Initially, let’s set \(\beta_1 = 1, \beta_2 = 1.\) For the red points, since they are in the first quadrant, the exponential component X1+X2 will be positive. Thus, this ratio is less than one, making the probability larger than 0.5. Similarly, for the two blue points in the third quadrant, both X1 and X2 are negative, resulting in a probability larger than 0.5.
Next, let’s experiment with increasing beta values: \(\beta_1 = 10, \beta_2 = 10.\) Repeating the calculations, we observe that the exponential component is significantly smaller than one for both red and blue points. Again, the probabilities are well above 0.5. This suggests that higher values of beta result in even better likelihoods.
Continuing this exploration, we set \(\beta_1 = 500, \beta_2 = 500.\) Now the exponential component becomes very negative. Consequently, the probabilities approach one, moving closer to the desired outcome. It appears that we can continually increase these coefficients to maximize the likelihood.
Herein lies the problem: when data are well separated, there is no limit to how large you can make the coefficients to push the probabilities in the desired direction. This causes logistic regression algorithms to fail to converge. In R, for example, you may receive a warning message about non-convergence.
However, it’s important to note that this doesn’t render the model entirely useless. While there may be multiple coefficient sets, the decision boundary, the line that separates the classes, is still well-defined. In this toy example, despite the coefficients growing exponentially, the decision boundary remains constant, which is the line corresponding to X1+X2=0, or equivalently 10(X1 + X2) = 0 or 500(X1 + X2) = 0.
In summary, logistic regression can encounter convergence issues when dealing with well-separated data because the coefficients may grow without bound in an attempt to maximize the likelihood. While this poses a challenge for inference on the beta parameters, it doesn’t necessarily invalidate the model’s usefulness for making predictions, as the decision boundary remains consistent.
10.3.1. Can Regularization Help?
It’s important to clarify that using regularization techniques such as Ridge or Lasso won’t resolve the convergence issue encountered in this specific scenario. The problem here is fundamentally different from the typical regularization challenges, such as overfitting in high-dimensional spaces.
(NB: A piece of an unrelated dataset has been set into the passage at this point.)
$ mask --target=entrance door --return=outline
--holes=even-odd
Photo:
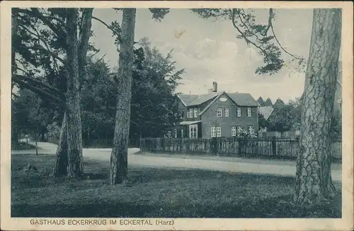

For instance, in the two-dimensional toy example, even if we apply L1 or L2 penalties, cross-validation will reveal that the optimal choice for the regularization parameter (lambda) is zero. This underscores that the primary problem isn’t related to overfitting and can’t be mitigated by adjusting regularization strength.
The root cause of this issue is as follows: when the true classification rule is flawless, meaning that Y=1 with a probability of 1 when \(x^t \beta > \beta_0,\) the model parameters \((\beta_0, \beta)\) become undefined, tending toward positive or negative infinity.